Sorry, that was harsh, but there is a trade-off being made here which
should be considered.

*waaaaay* back in the day, I rewrote a tool to generate Java classes
specific to our business object framework from UML diagrams in
Rational Rose (which had a truly demented almost-clone of VBA
embedded).

The original tool was a hideous sprawl of mile-long print statements
containing a heady mixture of literal string fragments and (mostly
global) variables. It was unreadable.

The first thing I did was write a *very simple* templating system, so
I could put the java code fragments into templates containing named
"substitution points" (i.e. variables, think "${classname}"). Then the
code generator would load up the template by name, perform
substitutions on it by providing name/value pairs and then finally
output the result.

I quickly found that this was tedious, because the code was referring
to names (of substitution points and templates) that I wasn't seeing
while coding. I finally ended just embedding the templates in the
program as comments. (The first thing the script did when starting up,
was load the templates by reading through its own source. Sick, but it
worked well.) That way they were declared close to their point of use
and one could easily refer back and forth while developing and
modifying the program.

Though unconventional, this solution turned out to be a
maintainability win, almost entirely due to the fact that I was able
to keep use and declaration close to each other.
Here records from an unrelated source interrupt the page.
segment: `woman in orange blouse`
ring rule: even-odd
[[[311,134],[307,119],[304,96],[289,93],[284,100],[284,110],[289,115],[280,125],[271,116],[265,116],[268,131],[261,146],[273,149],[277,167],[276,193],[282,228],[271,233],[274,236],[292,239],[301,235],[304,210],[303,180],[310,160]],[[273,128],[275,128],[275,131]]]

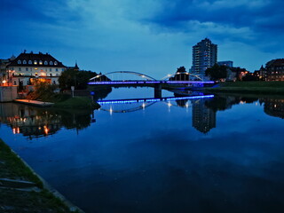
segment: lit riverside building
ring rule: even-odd
[[[208,38],[193,46],[193,67],[194,75],[205,76],[205,70],[217,63],[217,45]]]

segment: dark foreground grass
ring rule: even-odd
[[[206,88],[207,91],[246,93],[246,94],[284,94],[284,82],[226,82],[218,87]]]
[[[0,180],[0,212],[70,212],[61,200],[43,188],[42,181],[0,139],[0,178],[35,183],[36,191],[7,187]]]

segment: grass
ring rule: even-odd
[[[0,178],[30,181],[40,192],[1,187],[0,212],[71,212],[0,138]]]
[[[36,183],[43,188],[43,183],[23,162],[0,139],[0,178],[21,179]]]
[[[284,95],[284,82],[226,82],[206,91]]]

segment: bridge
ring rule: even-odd
[[[113,113],[131,113],[138,110],[144,110],[146,107],[149,107],[150,106],[157,103],[157,102],[164,102],[166,105],[168,105],[169,108],[171,106],[176,106],[178,107],[189,107],[189,104],[186,103],[185,106],[180,105],[174,105],[171,101],[187,101],[187,100],[195,100],[198,101],[201,99],[211,99],[214,98],[214,95],[194,95],[190,97],[164,97],[164,98],[149,98],[149,99],[109,99],[109,100],[99,100],[98,103],[101,105],[101,107],[99,110],[102,111],[107,111],[111,114]],[[123,108],[123,109],[115,109],[114,105],[129,105],[131,106],[131,104],[134,104],[134,107],[130,108]],[[136,104],[138,104],[137,106]],[[104,107],[104,106],[106,106]]]
[[[114,74],[127,74],[139,76],[143,80],[119,80],[112,81],[107,75]],[[203,81],[200,76],[190,73],[175,73],[172,75],[167,75],[161,80],[156,80],[147,75],[133,72],[133,71],[114,71],[106,74],[100,74],[95,77],[90,79],[89,85],[101,85],[111,87],[154,87],[154,97],[162,97],[162,89],[172,90],[172,89],[183,89],[190,90],[193,88],[201,88],[204,86],[213,85],[215,82]]]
> This also allows the IDE to do easily appropriate things for a .sql file
> or the like.
>
> [In the XML sphere I'm all for sticking SVG, XSL FO, etc, directly
> inside an XHTML document -- but this whole approach seems to be dying on
> the vine there, even though the grammar is the same throughout all of
> these.]

Yea, you'd think that the XML vocabularies out there would be a
natural fit for some kind of literate programming approach, like an
XHTML document which both explains and embeds an XSD along with
tooling to generate human-readable XHTML and machine-readable XSD from
the combined doc.

But, sadly, not so much of that going on.